2. There is a universal definition of altruism. For example, you and I might agree that distributing condoms in poor countries is altruistic. A priest, however, would disagree, and it is wrong to use his money to distribute those condoms - just as it is wrong to use my money for missionary work. That's why privatizing charity makes a lot more sense than it being the US government's job. (Besides, when donated money goes through government, a lot of it gets siphoned off in the bureaucracy - completely overtly. Charities are accountable to their donors, however, so they don't do that.)

Now, one person at a time:

Alana: I don't think the US government has a moral duty to anyone outside the United States. All of you seem to take it for granted that it does - I'd like to know why.

You then ask if we don't help people in need, who will help us when we are in need?

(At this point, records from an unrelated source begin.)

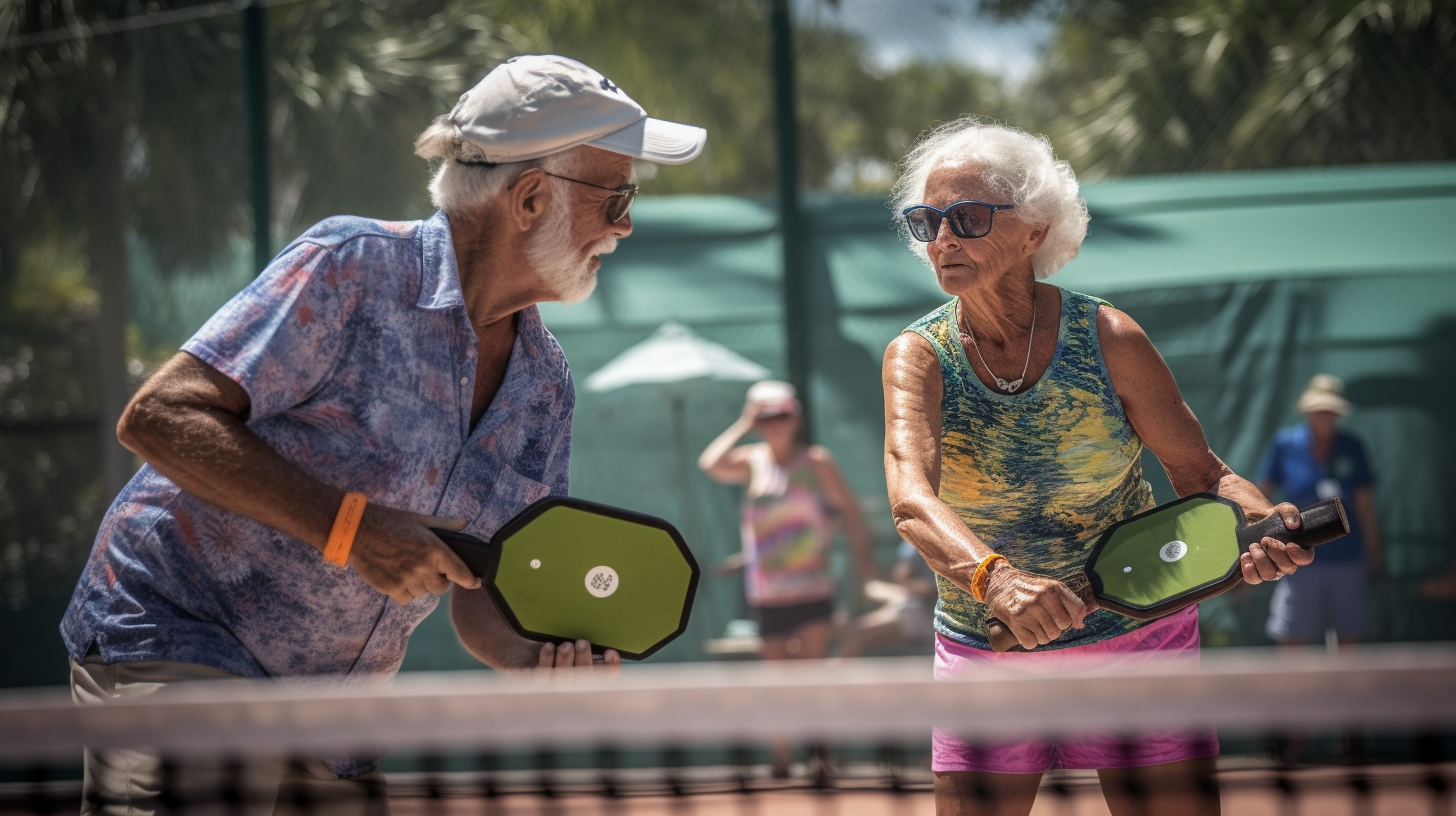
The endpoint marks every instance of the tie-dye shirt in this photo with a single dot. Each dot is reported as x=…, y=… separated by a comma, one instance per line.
x=1038, y=474
x=785, y=532
x=360, y=362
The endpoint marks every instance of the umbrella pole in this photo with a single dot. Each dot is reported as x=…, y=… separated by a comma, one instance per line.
x=683, y=467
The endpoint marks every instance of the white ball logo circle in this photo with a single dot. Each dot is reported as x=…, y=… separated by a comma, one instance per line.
x=1172, y=551
x=602, y=582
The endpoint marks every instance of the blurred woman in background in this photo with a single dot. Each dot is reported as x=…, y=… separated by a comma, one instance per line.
x=795, y=496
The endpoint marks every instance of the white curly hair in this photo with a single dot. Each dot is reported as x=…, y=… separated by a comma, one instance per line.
x=463, y=178
x=1018, y=165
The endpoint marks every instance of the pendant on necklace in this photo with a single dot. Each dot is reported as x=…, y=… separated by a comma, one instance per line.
x=1008, y=386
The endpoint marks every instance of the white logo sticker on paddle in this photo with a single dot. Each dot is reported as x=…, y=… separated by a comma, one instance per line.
x=602, y=582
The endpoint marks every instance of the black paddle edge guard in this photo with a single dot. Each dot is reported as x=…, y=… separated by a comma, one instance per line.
x=1319, y=523
x=484, y=560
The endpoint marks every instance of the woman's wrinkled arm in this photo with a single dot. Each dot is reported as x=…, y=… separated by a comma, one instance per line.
x=1035, y=608
x=1168, y=427
x=913, y=391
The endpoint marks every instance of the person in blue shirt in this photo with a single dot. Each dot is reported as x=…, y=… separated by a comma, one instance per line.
x=1311, y=462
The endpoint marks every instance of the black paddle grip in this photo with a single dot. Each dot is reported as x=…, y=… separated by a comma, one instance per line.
x=476, y=554
x=1318, y=523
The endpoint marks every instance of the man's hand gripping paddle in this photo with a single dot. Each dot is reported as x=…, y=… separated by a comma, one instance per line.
x=1178, y=554
x=565, y=569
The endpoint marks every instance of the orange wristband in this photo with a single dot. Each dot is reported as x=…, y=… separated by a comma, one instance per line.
x=983, y=576
x=347, y=523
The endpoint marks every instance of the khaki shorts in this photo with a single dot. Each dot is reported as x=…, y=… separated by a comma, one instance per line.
x=128, y=783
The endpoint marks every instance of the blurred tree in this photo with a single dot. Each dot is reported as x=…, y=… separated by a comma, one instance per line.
x=140, y=134
x=134, y=140
x=708, y=64
x=1193, y=85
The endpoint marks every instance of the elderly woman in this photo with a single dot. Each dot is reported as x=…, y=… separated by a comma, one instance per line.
x=1017, y=417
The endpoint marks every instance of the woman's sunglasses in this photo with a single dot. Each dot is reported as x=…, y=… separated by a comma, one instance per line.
x=968, y=219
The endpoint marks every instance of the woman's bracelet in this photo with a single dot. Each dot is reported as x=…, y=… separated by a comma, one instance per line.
x=347, y=523
x=983, y=576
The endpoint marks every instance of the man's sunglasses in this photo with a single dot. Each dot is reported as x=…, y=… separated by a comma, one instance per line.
x=968, y=219
x=619, y=204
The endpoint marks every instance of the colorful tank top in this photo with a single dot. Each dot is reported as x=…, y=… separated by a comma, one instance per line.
x=785, y=532
x=1035, y=475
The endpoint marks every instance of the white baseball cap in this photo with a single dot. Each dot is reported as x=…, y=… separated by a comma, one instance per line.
x=536, y=105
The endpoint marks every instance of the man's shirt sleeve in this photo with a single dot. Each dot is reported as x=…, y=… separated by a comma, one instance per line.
x=280, y=337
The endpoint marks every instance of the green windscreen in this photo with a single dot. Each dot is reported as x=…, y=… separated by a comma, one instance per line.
x=1150, y=560
x=578, y=574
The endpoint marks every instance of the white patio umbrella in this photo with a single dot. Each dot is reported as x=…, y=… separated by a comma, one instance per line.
x=673, y=354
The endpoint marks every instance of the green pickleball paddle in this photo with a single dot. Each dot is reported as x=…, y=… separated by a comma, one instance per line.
x=1181, y=552
x=567, y=569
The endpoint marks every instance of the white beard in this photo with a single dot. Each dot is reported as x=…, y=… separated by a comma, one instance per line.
x=555, y=260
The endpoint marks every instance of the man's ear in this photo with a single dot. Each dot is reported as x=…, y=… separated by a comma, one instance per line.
x=1035, y=239
x=529, y=198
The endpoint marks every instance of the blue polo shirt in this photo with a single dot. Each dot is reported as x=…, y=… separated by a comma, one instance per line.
x=357, y=354
x=1303, y=481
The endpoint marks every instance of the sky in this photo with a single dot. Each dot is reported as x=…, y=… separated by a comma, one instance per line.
x=900, y=31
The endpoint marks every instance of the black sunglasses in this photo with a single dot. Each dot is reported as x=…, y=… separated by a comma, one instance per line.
x=968, y=219
x=619, y=204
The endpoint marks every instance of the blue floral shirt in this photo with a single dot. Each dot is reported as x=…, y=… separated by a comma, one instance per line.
x=360, y=362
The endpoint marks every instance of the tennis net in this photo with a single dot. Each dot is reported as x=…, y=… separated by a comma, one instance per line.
x=1363, y=730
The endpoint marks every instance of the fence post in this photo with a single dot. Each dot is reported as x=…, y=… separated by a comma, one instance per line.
x=255, y=101
x=797, y=321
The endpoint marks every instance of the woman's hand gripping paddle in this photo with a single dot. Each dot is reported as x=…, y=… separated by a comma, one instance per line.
x=1178, y=554
x=565, y=570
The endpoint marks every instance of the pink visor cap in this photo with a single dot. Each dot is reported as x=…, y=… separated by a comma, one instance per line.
x=532, y=107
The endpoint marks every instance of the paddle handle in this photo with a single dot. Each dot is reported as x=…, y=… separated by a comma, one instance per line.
x=1318, y=523
x=999, y=633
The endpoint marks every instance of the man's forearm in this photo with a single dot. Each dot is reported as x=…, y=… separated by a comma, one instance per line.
x=485, y=634
x=210, y=452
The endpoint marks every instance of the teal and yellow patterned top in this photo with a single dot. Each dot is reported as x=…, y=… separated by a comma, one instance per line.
x=1035, y=475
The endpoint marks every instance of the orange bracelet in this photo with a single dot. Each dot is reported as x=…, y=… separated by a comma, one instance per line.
x=983, y=576
x=347, y=523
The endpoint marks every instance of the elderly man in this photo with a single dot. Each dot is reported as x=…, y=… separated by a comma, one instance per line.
x=376, y=381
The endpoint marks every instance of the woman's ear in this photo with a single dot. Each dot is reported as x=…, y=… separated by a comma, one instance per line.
x=1035, y=239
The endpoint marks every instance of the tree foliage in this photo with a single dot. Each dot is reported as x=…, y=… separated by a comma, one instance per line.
x=1193, y=85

I'm not repudiating altruism in general, only altruism done by the theft of money from people (ie taxpayers). If taxes were dramatically reduced, people could give more of their own money to causes which they believe in (ie the Bill and Melinda Gates Foundation - more people could do that sort of thing.) And, I think the recent natural disasters have shown that they will; I'm sure everybody's high schools collected money for Katrina relief. When wildfires almost destroyed Cross Plains, a small town in West Texas, a fund immediately sprang up at my HS to help it, and we were able to do some real good.

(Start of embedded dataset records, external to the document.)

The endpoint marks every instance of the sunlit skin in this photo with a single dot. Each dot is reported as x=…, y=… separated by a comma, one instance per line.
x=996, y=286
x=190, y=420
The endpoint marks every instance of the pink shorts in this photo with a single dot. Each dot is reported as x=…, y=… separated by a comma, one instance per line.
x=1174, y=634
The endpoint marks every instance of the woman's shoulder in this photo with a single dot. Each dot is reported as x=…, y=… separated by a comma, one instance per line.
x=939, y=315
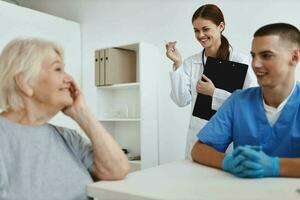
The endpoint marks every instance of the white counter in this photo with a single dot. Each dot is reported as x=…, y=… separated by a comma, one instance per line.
x=188, y=180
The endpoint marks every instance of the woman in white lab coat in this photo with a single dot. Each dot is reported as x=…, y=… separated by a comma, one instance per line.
x=208, y=23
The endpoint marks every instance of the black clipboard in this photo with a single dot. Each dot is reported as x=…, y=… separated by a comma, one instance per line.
x=226, y=75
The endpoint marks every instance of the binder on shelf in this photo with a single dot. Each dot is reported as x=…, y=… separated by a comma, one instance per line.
x=115, y=66
x=226, y=75
x=99, y=68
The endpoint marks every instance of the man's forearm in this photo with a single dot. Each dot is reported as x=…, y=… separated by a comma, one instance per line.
x=289, y=167
x=206, y=155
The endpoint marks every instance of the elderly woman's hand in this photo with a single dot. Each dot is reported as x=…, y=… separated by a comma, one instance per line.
x=78, y=106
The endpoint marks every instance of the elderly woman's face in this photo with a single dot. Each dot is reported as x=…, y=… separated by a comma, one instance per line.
x=52, y=88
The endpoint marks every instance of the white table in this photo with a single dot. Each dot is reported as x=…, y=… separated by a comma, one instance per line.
x=188, y=180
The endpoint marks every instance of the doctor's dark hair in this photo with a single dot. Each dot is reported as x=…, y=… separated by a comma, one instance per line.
x=284, y=31
x=214, y=14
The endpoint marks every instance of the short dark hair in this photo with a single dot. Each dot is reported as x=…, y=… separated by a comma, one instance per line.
x=283, y=30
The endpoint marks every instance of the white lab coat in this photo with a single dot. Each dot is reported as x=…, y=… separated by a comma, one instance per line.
x=184, y=81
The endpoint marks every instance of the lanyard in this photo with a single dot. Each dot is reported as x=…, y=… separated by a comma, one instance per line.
x=203, y=57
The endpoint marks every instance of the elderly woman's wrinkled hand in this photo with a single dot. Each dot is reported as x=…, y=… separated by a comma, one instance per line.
x=78, y=106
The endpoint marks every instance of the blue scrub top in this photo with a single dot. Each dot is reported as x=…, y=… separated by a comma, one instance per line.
x=242, y=119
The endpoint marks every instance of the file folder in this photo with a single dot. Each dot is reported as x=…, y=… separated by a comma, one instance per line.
x=226, y=75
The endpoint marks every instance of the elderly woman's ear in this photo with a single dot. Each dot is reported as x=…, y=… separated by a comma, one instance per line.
x=23, y=86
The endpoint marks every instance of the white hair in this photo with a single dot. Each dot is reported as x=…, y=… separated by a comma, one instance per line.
x=26, y=57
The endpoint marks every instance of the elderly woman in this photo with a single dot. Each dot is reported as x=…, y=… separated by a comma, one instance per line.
x=39, y=160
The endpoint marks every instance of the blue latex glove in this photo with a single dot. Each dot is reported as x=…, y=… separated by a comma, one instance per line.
x=255, y=157
x=237, y=164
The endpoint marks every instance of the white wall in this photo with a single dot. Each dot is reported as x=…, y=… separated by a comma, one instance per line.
x=112, y=22
x=22, y=22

Jared: If they're stationed on this side of the border, they're not involved in other countries. I think you meant something else by that, but I'm not quite sure what it was so I'll stick to what you actually said.

You'll also note that I never said the government should do exactly what the majority of people demand. I said that the people should be left to do what they want, within the bounds of the rights of others. If people really want to stop a genocide, they can raise a private army (it's easier than you might think) and go over there and deal with it - those are the mercenaries Mike is talking about.

Justin: Points numbers 1 and 2 I've already dealt with above.

As for point number 3, I know the precedent has already been set, but I'd rather that it hadn't, and I don't think we should be extending it.

I pretty much agree with almost everything Justin and Jared said in their second posts.

Douglas: You brought up abortion, which as it's a controversial issue is in the right place in this thread, so I'll go ahead and open up another Pandora's box and state my position on abortion, which can be extrapolated from my position on charity above:

I've yet to see adequate evidence from either side as to when a zygote actually becomes human. At this point I think it's when the primitive streak emerges, but there really needs to be more research done. Thus I don't think abortions (besides late-term ones which aren't done to save the mother) should be banned at this point, but I don't think taxpayer money should be used for them either.

Thursday, June 01, 2006

I'm sure lucky I can swim.

Seeing what the state legislature is doing to Texas public schools, I'm ecstatic that I got out when I did. Now they've pushed back the start date to after Labor Day, for the great reason of providing longer summers to strengthen families. I'm not making that up or even exaggerating; behold what State Senator John Carona said in the Dallas Morning News today (unfortunately, he's my senator):
Texans want their summers back for good reasons. Longer summers provided by the traditional school year give families more opportunities to spend quality time together without school-time distractions of homework and extracurricular activities. Shorter summers result in loss of time with noncustodial parents and extended family. The time lost with family members whom children don't see day-to-day translates into a loss of traditions and values that are handed down from one generation to the next.
Well, geez, why don't you just dissolve all the "independent" school districts and administer all Texas schools directly from Austin? If Texans want their summers back, they'll get their local school boards to do it. That's why we have school districts. (Admittedly, public schooling is still an unnatural monopoly, but that's another issue altogether.)